When all of that is completed, re-assemble everything in reverse order.

The square fiber board on each end of the bellows is easily removed. Remove all old bellows material. Then clean the edges of all residue, and lightly sand them with fine emery paper.
Replacement bellows material is wrapped tightly around all four edges of one fiber board, after a thin bead of fast-setting glue is applied to the board's edges. I have done this successfully with "superglue", but if you're not comfortable using that, try rubber-cement.
Once it sets up, apply a thin bead of cement to the edge of the second fiber board (be aware of orientation of the tab for later attachment to the gear).
Then carefully insert the fiber board into the bellows, and be sure it is firmly wrapped tight around it. Set it aside to set.
Finally, apply a thin bead of glue along the seam, and pinch it closed to set.
Once all glued joints are dry and tight, re-assemble the unit and test.

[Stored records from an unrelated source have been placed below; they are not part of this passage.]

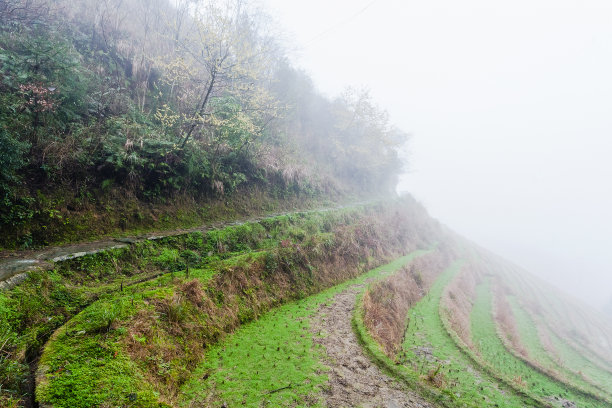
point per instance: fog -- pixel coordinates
(508, 104)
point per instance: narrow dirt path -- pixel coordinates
(15, 264)
(354, 381)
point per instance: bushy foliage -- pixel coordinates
(161, 98)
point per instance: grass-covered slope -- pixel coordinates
(273, 361)
(159, 326)
(470, 345)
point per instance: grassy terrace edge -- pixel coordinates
(479, 362)
(554, 377)
(374, 227)
(307, 377)
(376, 354)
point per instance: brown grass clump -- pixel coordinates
(167, 339)
(506, 322)
(386, 303)
(458, 300)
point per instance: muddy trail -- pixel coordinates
(354, 381)
(14, 264)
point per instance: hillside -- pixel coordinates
(131, 116)
(187, 222)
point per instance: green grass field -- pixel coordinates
(272, 361)
(491, 348)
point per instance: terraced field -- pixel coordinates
(296, 311)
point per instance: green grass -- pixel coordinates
(252, 366)
(464, 385)
(579, 363)
(492, 350)
(84, 361)
(530, 338)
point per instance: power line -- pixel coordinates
(324, 33)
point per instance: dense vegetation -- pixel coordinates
(118, 106)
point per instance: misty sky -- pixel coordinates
(509, 104)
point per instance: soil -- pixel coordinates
(353, 380)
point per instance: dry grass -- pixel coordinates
(458, 300)
(167, 339)
(386, 303)
(506, 321)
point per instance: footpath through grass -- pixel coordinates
(432, 355)
(491, 348)
(272, 361)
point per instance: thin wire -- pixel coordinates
(324, 33)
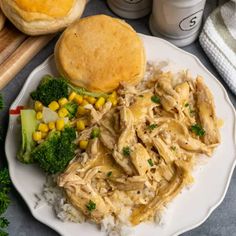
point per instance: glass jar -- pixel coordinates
(178, 21)
(130, 9)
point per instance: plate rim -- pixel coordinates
(200, 64)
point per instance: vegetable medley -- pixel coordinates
(59, 114)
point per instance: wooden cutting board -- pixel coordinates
(16, 50)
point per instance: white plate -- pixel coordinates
(189, 209)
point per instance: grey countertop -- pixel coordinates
(222, 221)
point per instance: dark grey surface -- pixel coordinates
(222, 221)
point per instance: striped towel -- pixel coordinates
(218, 40)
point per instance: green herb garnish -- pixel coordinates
(150, 162)
(152, 127)
(109, 174)
(126, 151)
(155, 99)
(95, 133)
(4, 199)
(198, 130)
(91, 206)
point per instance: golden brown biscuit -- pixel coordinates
(100, 52)
(35, 17)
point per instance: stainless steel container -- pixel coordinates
(130, 9)
(178, 21)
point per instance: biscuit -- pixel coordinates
(100, 52)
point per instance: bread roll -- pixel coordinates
(36, 17)
(100, 52)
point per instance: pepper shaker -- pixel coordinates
(178, 21)
(130, 9)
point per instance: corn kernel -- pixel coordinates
(39, 115)
(84, 103)
(78, 98)
(44, 134)
(112, 100)
(62, 101)
(80, 125)
(63, 112)
(60, 124)
(91, 100)
(83, 144)
(38, 106)
(81, 111)
(100, 102)
(114, 94)
(43, 127)
(53, 106)
(72, 96)
(51, 125)
(37, 136)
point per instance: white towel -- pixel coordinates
(218, 40)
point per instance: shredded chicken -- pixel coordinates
(147, 148)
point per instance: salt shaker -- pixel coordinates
(130, 9)
(178, 21)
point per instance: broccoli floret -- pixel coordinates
(50, 89)
(28, 126)
(54, 154)
(71, 108)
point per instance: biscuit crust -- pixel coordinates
(100, 52)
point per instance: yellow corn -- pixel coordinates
(100, 102)
(78, 98)
(84, 103)
(54, 105)
(39, 115)
(80, 125)
(37, 136)
(63, 112)
(60, 124)
(83, 144)
(43, 127)
(114, 94)
(91, 100)
(38, 106)
(62, 101)
(112, 100)
(81, 111)
(72, 96)
(51, 125)
(44, 134)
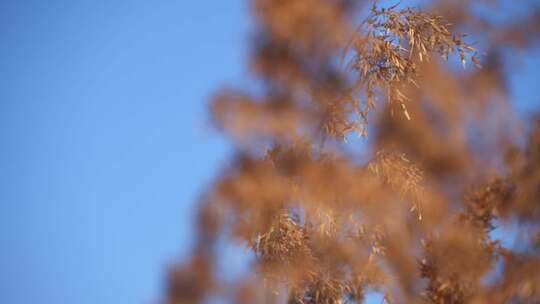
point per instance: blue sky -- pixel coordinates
(105, 146)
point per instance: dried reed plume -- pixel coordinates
(408, 211)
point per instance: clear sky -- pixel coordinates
(104, 145)
(104, 141)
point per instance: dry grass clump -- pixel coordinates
(410, 212)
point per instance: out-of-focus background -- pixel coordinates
(105, 140)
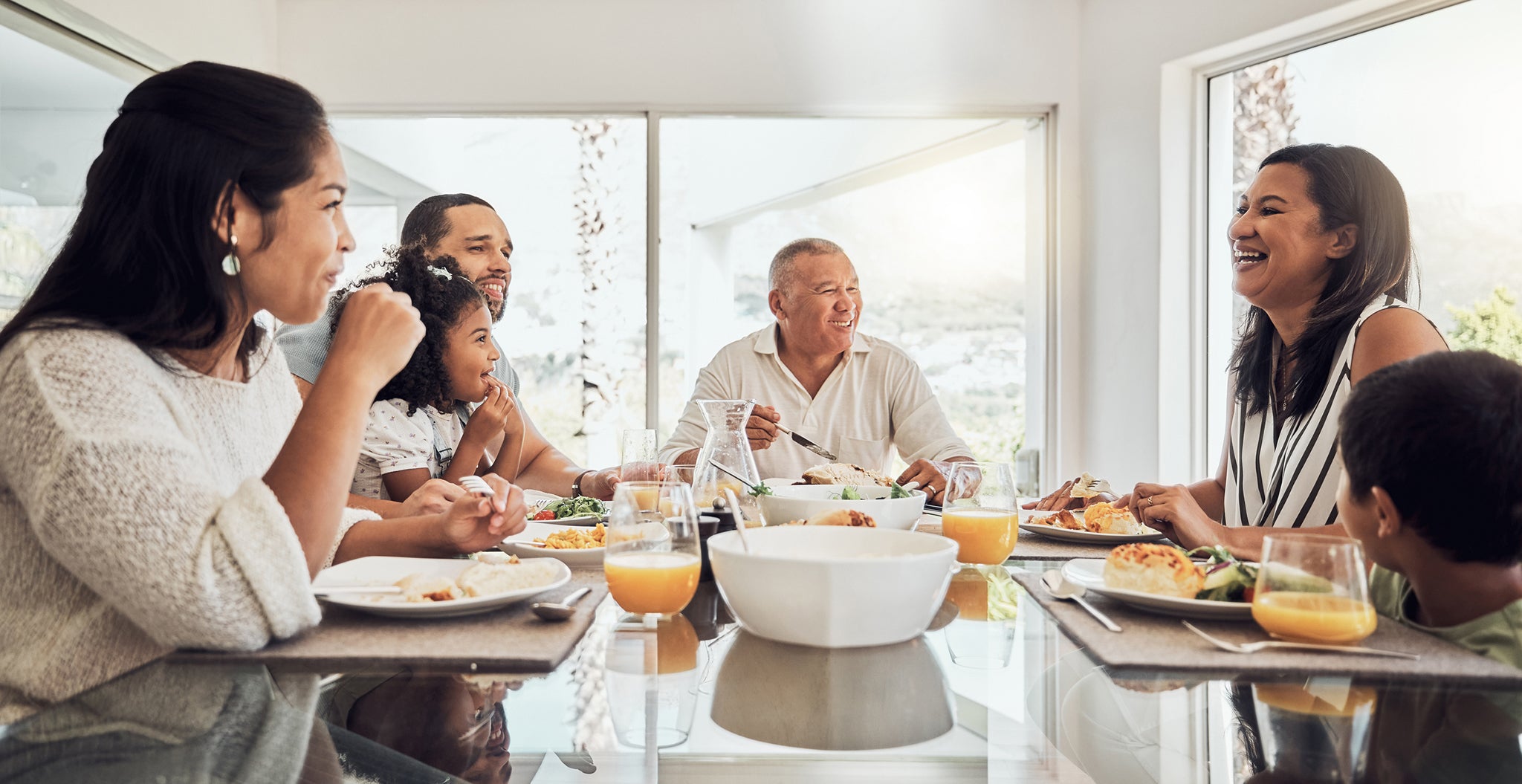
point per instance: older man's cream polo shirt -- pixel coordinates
(874, 399)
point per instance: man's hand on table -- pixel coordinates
(431, 498)
(601, 483)
(473, 524)
(1174, 511)
(762, 427)
(930, 474)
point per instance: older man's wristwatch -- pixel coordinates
(576, 486)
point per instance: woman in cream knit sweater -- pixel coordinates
(152, 492)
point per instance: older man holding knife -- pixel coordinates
(817, 381)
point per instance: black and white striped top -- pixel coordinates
(1289, 482)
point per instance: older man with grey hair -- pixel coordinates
(854, 395)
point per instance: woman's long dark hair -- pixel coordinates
(441, 296)
(1347, 186)
(143, 256)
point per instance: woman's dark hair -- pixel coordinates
(1434, 424)
(428, 223)
(441, 296)
(143, 256)
(1347, 186)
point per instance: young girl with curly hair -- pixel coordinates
(421, 425)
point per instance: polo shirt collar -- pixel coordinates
(766, 341)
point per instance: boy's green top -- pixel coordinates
(1497, 635)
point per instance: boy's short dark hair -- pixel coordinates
(1442, 434)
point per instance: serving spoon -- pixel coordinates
(1063, 588)
(559, 611)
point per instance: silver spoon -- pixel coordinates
(1063, 588)
(740, 518)
(559, 611)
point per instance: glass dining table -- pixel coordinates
(994, 692)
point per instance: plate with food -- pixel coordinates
(1166, 580)
(579, 511)
(1101, 522)
(440, 588)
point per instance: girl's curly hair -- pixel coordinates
(441, 296)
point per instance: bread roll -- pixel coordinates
(845, 474)
(1154, 570)
(1107, 518)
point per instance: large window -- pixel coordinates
(942, 216)
(1431, 97)
(54, 110)
(932, 212)
(573, 195)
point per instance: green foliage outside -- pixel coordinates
(1492, 325)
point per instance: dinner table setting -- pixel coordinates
(710, 624)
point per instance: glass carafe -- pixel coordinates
(726, 445)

A Bellows Jig is available that makes this rebuilding much simpler. The jig clamps both fiber boards in place parallel to each other, and the proper distance apart.
Glue is them applied to all edges, and the bellows is wrapped around both boards at once. The seam is glued, and allowed to set before the bellows assembly is removed and re-installed.

A 5-piece cylinder kit is available which replaces the bellows assembly. The kit consists of a smoke piston, cylinder, attachment clip; piston pin, piston lever, and full instructions. Assembly is quite easy.
This converts the SIT unit into a piston unit similar to the standard smoke units found in most later engines.


This kit includes all five parts required to make this conversion.

NOTE: there are two different versions of smoke chambers.
On version (1), there is just a hole in the face of it, through which the bellows plate inserts and attaches with a nut.
On Version (2), the face of the chamber has a notch cut midway down.; on this version, the bellows plate slides down into the notch and attaches with a pressure-clip.
Remove the existing bellows assembly by removing the screw which attaches it to the fiber drive-gear.
Detach the other side of the bellows by removing either the clip or the nut which holds the bellows plate to the smoke chamber.
Assemble the cylinder conversion, which is made to fit version (2).
If you have version (1), you will have to use a Dremel tool, or similar, to turn the hole into a notch, by slicing the chamber face downward from the top until you reach the hole. The notch you cut should be ¼” wide, to accommodate the “neck” of the replacement cylinder.
The smoke piston lever attaches to the fiber drive-gear with the same screw you first removed.
Test with wire jumpers to the two tender trucks before re-assembling your tender.

Replacing a SIT wick and element is very little different from replacing one in a later smoke unit. Our instructions for doing so are found in Repair Clinic #1, so we won't repeat it here.

PARTS AVAILABILITY: You should be able to locate all parts referenced in this clinic as "available" in our online AF PARTS CATALOG, under "SMOKE UNITS".